This time, the title refers not to blogs (where I haven't figured out the answer yet) but to scholarly articles.
Like most scientists I know, I tend to read journals online, accessing their webpages with a browser (usually Mozilla Firefox), reading either the HTML or the PDF on my screen, and only rarely bothering to take a printout. Many trees have probably been saved this way.
Also, like most scientists I know, when writing papers I use bibliography software (in my case BibTeX; Microsoft Word users are likely to use Endnote) to organise my references, and I maintain a database of papers I refer to.
The question is, what happens in between? There are two problems here: I want to save my reading material in a systematic way, so that I will find it again when I want to; and I want to save the citation information for it so that I can easily reference it in my own writing.
Saving things systematically is not my strong point. Ideally, I would save it to a subdirectory named after the topic of interest, and rename the file with an informative name, so that I can locate it with a simple directory listing. If a file belonged to multiple topics, I would make symbolic links to it in all relevant subdirectories. I'm sure it would work well. Instead, what I end up doing is saving everything to a directory named "papers" (or, worse, on my desktop), with the original filename which could be something like "10.1371_journal.pcbi.0020053-L.pdf". Good luck finding that again. Then when I need it again, I end up searching PubMed or Google Scholar for it.

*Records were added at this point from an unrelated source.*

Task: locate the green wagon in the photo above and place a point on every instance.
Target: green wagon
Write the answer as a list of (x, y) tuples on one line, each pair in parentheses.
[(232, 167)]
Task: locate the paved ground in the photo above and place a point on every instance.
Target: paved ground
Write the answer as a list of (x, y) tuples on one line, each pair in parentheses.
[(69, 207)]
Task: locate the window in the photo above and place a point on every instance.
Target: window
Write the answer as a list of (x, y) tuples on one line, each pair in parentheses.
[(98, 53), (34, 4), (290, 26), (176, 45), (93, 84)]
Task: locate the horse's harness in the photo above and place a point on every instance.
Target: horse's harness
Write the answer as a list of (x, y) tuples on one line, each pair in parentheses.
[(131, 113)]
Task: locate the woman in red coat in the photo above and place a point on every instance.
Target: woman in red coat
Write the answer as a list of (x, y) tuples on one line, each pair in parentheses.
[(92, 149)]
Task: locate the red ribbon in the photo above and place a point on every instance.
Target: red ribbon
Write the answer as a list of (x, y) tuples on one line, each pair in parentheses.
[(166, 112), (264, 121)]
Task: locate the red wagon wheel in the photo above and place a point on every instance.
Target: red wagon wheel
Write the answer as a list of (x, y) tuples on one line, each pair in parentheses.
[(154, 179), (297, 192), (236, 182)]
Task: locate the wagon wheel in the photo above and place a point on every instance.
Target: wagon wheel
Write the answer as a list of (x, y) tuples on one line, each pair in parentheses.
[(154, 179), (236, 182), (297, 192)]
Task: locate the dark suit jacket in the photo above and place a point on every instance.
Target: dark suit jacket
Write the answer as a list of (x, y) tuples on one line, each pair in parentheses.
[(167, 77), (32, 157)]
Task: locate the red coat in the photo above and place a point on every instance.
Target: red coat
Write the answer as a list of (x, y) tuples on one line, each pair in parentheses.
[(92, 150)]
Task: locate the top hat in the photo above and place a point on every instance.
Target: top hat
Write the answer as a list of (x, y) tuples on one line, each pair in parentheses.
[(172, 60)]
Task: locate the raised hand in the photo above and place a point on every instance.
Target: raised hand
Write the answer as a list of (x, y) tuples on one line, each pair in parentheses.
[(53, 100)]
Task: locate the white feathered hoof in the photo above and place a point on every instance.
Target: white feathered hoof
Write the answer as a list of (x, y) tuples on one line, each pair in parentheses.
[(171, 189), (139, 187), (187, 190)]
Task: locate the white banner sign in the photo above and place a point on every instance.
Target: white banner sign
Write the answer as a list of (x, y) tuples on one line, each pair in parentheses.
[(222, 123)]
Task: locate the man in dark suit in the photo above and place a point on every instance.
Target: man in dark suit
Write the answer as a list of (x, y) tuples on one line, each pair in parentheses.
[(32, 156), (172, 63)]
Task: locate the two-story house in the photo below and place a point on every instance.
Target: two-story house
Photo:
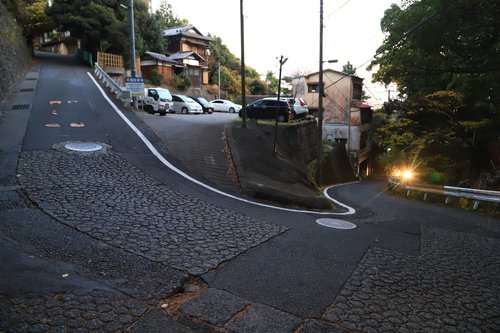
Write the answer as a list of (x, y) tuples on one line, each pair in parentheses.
[(345, 117), (187, 53)]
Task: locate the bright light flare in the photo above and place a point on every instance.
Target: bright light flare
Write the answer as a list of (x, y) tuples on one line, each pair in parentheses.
[(407, 175)]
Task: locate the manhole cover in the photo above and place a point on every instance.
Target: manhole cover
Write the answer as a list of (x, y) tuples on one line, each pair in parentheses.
[(83, 146), (335, 223)]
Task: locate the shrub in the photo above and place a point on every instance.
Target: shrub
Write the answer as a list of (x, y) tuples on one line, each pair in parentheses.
[(156, 78), (181, 82)]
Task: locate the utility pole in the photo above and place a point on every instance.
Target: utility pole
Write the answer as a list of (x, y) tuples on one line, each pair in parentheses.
[(282, 62), (243, 85), (132, 37), (219, 80), (320, 99)]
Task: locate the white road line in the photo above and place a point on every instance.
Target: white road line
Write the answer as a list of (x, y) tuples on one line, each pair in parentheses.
[(169, 165)]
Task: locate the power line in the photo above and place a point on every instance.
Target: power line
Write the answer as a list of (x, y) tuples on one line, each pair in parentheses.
[(339, 8), (400, 39)]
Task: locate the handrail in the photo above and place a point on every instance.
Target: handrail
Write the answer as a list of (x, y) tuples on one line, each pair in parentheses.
[(121, 93), (451, 191)]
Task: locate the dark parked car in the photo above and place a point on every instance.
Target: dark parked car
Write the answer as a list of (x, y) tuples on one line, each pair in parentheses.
[(266, 109), (206, 105)]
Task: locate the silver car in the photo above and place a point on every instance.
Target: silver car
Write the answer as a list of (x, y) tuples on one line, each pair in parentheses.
[(223, 105), (185, 105)]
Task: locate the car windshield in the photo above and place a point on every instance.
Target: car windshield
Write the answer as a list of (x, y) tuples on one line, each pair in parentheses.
[(164, 94)]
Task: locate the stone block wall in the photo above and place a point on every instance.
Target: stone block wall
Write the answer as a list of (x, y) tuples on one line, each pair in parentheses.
[(15, 57)]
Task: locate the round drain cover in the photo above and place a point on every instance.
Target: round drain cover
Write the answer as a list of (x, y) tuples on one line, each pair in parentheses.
[(335, 223), (83, 146)]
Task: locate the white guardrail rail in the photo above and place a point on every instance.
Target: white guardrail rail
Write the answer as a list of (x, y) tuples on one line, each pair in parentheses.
[(450, 191), (121, 93)]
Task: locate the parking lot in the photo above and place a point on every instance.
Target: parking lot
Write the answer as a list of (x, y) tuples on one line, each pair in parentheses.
[(197, 142)]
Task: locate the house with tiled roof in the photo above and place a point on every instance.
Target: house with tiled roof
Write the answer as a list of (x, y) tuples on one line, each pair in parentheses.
[(187, 53)]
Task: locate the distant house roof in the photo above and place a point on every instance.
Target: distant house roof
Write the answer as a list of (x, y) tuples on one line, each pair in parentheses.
[(362, 106), (161, 57), (175, 58), (188, 30), (186, 54), (333, 71)]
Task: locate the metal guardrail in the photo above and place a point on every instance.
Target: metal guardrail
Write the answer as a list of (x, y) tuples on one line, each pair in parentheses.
[(450, 191), (121, 93)]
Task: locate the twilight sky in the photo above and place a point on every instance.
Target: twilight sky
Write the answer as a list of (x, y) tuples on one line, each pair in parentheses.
[(291, 28)]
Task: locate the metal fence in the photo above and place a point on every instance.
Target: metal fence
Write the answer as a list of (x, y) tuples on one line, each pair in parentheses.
[(120, 92), (476, 195)]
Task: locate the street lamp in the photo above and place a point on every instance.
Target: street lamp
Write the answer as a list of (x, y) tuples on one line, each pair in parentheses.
[(132, 42), (282, 62), (132, 35), (243, 74)]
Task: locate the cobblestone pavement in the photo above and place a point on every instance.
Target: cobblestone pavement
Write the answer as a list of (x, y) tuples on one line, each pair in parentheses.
[(101, 311), (104, 196), (453, 286)]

As for citations, an alternative to the extreme tedium of manually entering each BibTeX entry into my database was to search for the paper on sites such as Hubmed (a PubMed front-end that can export to BibTeX format and do other nice things). This, in practice, is not tedium-free either.
Such was my workflow until recently. Now I have a better solution: Zotero.

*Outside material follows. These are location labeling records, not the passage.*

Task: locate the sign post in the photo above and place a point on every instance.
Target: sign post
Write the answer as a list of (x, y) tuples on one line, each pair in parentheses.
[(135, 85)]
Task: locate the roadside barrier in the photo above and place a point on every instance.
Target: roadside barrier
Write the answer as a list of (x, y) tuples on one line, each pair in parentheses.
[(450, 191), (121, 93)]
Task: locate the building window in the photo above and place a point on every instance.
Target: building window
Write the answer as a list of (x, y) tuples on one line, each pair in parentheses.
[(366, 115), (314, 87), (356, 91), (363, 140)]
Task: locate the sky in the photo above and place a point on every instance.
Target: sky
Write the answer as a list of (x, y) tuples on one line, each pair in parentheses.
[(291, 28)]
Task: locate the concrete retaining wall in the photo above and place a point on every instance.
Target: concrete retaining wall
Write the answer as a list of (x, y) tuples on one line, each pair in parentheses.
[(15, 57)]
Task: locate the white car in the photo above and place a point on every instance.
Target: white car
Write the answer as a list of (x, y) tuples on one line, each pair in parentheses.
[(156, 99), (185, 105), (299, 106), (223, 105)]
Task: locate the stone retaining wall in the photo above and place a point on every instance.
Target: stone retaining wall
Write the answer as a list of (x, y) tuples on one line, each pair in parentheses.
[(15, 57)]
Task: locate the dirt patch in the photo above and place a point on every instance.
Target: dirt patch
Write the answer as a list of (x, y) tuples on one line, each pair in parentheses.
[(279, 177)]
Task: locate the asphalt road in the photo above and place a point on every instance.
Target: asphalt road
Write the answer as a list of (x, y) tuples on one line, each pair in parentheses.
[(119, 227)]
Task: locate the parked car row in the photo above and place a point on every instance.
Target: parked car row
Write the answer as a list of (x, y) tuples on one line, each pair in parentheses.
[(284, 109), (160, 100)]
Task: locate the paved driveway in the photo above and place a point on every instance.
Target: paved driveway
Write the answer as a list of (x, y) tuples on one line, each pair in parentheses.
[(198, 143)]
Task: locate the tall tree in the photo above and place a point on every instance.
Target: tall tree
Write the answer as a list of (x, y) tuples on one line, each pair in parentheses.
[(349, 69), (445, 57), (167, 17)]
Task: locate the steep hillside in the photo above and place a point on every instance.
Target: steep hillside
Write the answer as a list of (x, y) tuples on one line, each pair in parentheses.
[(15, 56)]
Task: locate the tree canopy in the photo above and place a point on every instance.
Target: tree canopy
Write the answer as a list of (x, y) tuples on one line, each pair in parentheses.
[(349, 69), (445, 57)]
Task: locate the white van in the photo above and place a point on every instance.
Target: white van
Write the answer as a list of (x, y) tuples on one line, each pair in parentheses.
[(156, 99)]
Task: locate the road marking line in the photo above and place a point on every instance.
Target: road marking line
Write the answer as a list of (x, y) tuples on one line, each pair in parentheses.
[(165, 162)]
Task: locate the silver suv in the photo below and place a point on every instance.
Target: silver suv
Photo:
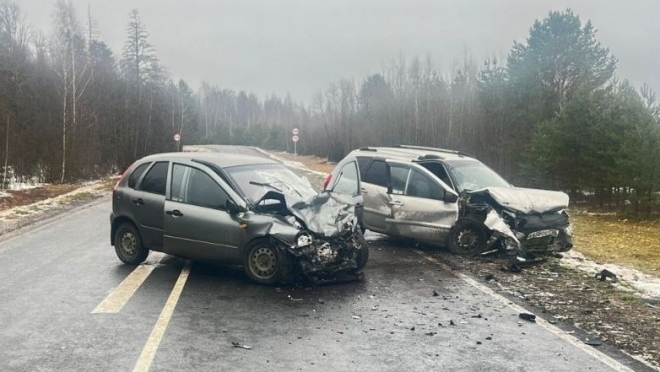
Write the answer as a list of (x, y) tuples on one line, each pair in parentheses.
[(236, 209), (450, 198)]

I'm sure I'm late to the party and lots of people are using it already, but here's a description for the uninitiated. Zotero is a Firefox extension: when installed, you get a "zotero" button at the bottom right of the Firefox window, which when pressed, pops up the Zotero interface (or pops it down again). What it does is, it captures bibliographic information about the page you are currently viewing, and saves it to a database. Capturing is as easy as clicking an icon that shows up in your URL bar. (It's not restricted to scholarly journals: it works with news articles from the New York Times, or BBC News, for example.) Each item in that database has numerous fields: the usual bibliographic ones (title, author, journal name, etc), but also web links, notes, attachments, tags. It automatically extracts tags from some articles (via their "keywords" or equivalent section), but you can specify your own. You can search your articles, filter them by tag, and do various other neat things, most of which I haven't explored. Most importantly, you can export citations in BibTeX format (and also Endnote and various other formats).
Zotero works with Firefox 2, and the latest version also works well, in my experience, with Firefox 3 RC1, but has glitches with the previous release (beta 5) of Firefox 3. If you are overwhelmed by scholarly reading matter, give it a try.